On a particularly cold morning, I did my usual pacing and whining at the kitchen door, and they let me out. It was snowing very hard and after a brief detour to the garage and the wilder regions beyond, I cut my adventure short and made a hasty retreat to the porch and my little house to warm up and watch the snowflakes fall in warm comfort. Imagine my surprise, then, as I entered my house to see staring back at me those same red, beady eyes of none other than the possum.

As I said before, the possum is a friendly, non-confrontational creature, so he didn't snarl or state in any way that my house was now his territory. But he did seem to be saying that it was now his house, too. This he said by not moving an inch or blinking an eye. I discovered then, that I am selfish and I do not like to share.
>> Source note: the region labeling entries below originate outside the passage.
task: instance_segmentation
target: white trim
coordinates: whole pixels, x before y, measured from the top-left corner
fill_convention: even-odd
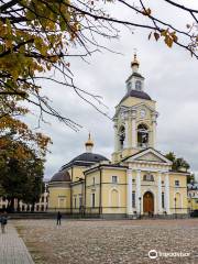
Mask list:
[[[131,160],[131,162],[139,162],[139,161],[136,161],[136,158],[139,158],[139,157],[141,157],[141,156],[144,156],[144,155],[147,154],[147,153],[152,153],[152,154],[156,155],[156,156],[160,157],[162,161],[164,161],[166,165],[172,165],[172,164],[173,164],[169,160],[167,160],[165,156],[163,156],[162,154],[160,154],[158,152],[156,152],[155,150],[153,150],[153,148],[151,148],[151,147],[147,148],[147,150],[145,150],[145,151],[142,151],[141,153],[138,153],[138,154],[129,157],[129,160]],[[128,161],[128,160],[125,160],[124,162],[127,162],[127,161]],[[130,161],[129,161],[129,162],[130,162]],[[142,162],[142,161],[141,161],[141,162]],[[144,161],[144,162],[152,163],[152,161],[151,161],[151,162],[150,162],[150,161]],[[161,165],[163,164],[163,163],[160,163],[160,162],[154,162],[154,163],[157,163],[157,164],[161,164]]]
[[[142,195],[142,199],[141,199],[141,211],[142,213],[144,212],[144,195],[145,193],[151,193],[153,195],[153,202],[154,202],[154,215],[157,213],[157,199],[156,199],[156,191],[152,190],[152,189],[146,189],[143,195]]]
[[[109,190],[109,207],[112,207],[112,200],[111,200],[111,193],[116,190],[118,191],[118,196],[119,196],[119,205],[118,207],[120,207],[121,202],[120,202],[120,190],[116,187],[112,187],[110,190]]]

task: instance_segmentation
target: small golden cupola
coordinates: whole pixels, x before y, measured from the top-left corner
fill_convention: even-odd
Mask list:
[[[139,63],[139,61],[136,59],[136,53],[134,53],[133,61],[131,62],[131,68],[132,68],[132,70],[133,70],[133,73],[138,73],[139,66],[140,66],[140,63]]]
[[[94,141],[91,140],[90,133],[89,133],[88,141],[85,143],[86,152],[87,152],[87,153],[91,153],[94,145],[95,145],[95,144],[94,144]]]

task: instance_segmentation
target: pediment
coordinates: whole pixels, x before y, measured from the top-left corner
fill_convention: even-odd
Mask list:
[[[145,151],[139,152],[128,158],[124,162],[147,162],[147,163],[161,163],[166,165],[172,165],[172,162],[167,160],[160,152],[154,148],[147,148]]]
[[[147,106],[147,103],[145,103],[145,102],[141,102],[141,103],[138,103],[138,105],[133,106],[133,109],[138,110],[138,109],[140,109],[142,107],[144,107],[145,109],[147,109],[147,110],[150,110],[152,112],[156,112],[154,108]]]

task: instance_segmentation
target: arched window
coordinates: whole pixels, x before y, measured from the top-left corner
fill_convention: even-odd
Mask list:
[[[125,140],[125,128],[122,125],[119,131],[119,141],[120,141],[120,148],[122,150],[124,146]]]
[[[143,180],[154,182],[154,177],[152,174],[145,174],[143,177]]]
[[[141,147],[147,147],[148,145],[148,129],[145,124],[139,124],[138,127],[138,145]]]
[[[175,205],[174,207],[176,209],[182,209],[182,197],[180,197],[180,194],[179,193],[176,193],[175,194]],[[177,211],[178,212],[178,211]]]
[[[131,90],[131,81],[128,82],[127,87],[128,87],[128,91],[130,91]]]
[[[135,90],[139,90],[139,91],[142,90],[142,82],[141,82],[141,80],[136,80],[135,81]]]

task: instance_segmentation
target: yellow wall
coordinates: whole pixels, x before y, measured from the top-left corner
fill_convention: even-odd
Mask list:
[[[63,186],[55,186],[53,184],[50,184],[48,186],[48,209],[66,209],[70,208],[70,188],[69,185]]]
[[[175,180],[179,180],[179,187],[175,186]],[[176,205],[175,198],[176,197]],[[187,201],[187,176],[180,174],[169,175],[169,207],[170,211],[175,213],[187,213],[188,201]]]

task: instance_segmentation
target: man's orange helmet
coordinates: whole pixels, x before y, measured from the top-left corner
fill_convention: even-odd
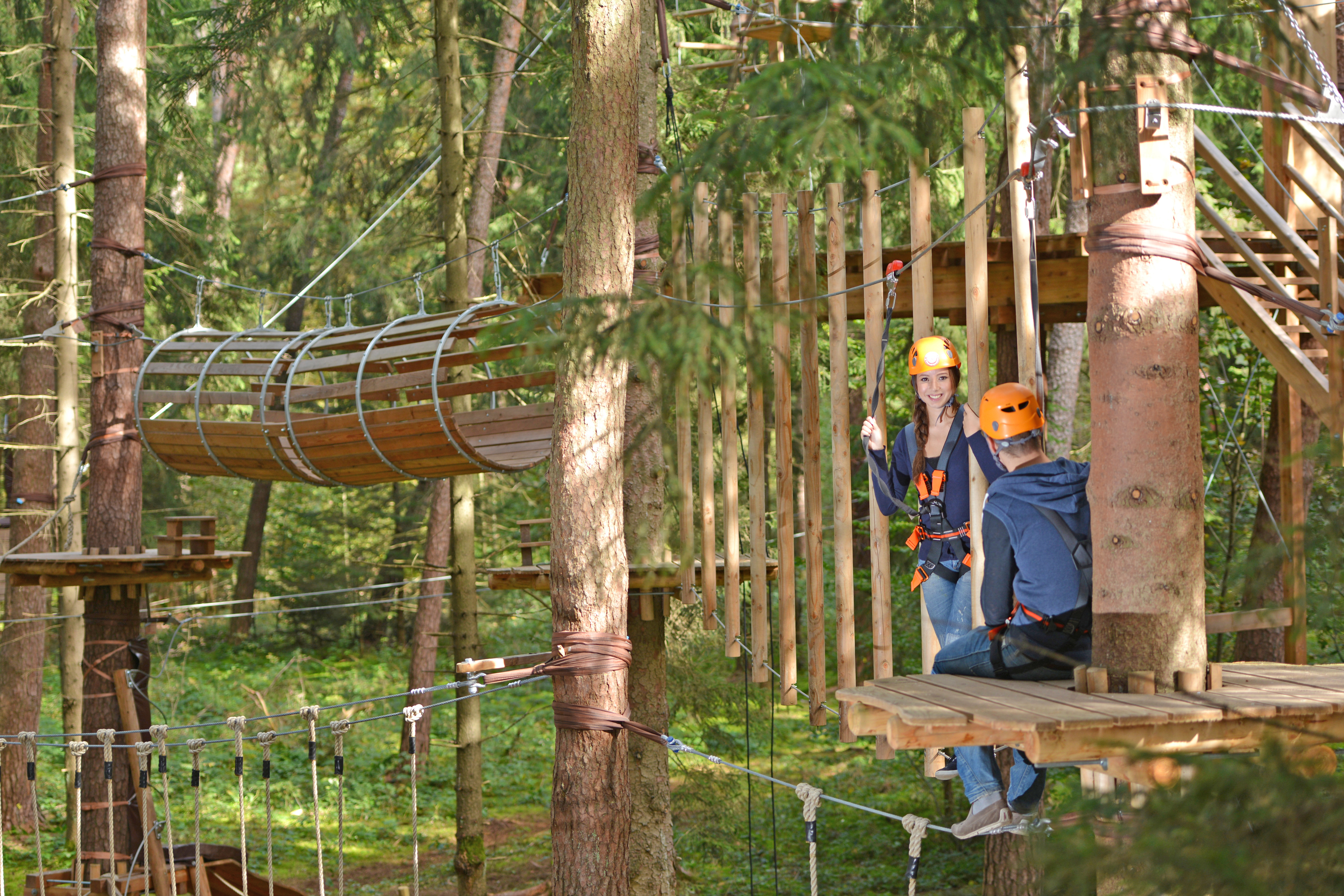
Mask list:
[[[980,431],[996,442],[1044,429],[1036,394],[1021,383],[1001,383],[980,399]]]
[[[910,347],[910,376],[949,367],[961,367],[961,359],[946,336],[925,336]]]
It's been weeks now, and the possum is still in my house. He is still eating every day out of my outside food bowl. He still rolls around and makes himself comfortable on my pink butterfly print fleecy blanket. You know the old adage: "While the cat's away, the possum moves in," and it bothers me.

And so I sit on my electric blanket on the big bed upstairs. I eat as much as I want and even beg for special treats which I always get. I amuse myself from my box of cat toys. I drink out of the faucets and sleep in the bathroom sink.

But it's just not enough. I am counting the days til the snow melts, the grass grows, another glorious garden appears out of no where for me to wander through on lazy afternoons, and life returns to another magical summertime so I can once again be queen of the jungle on Campbell Street, and, just maybe, convince that possum to go away.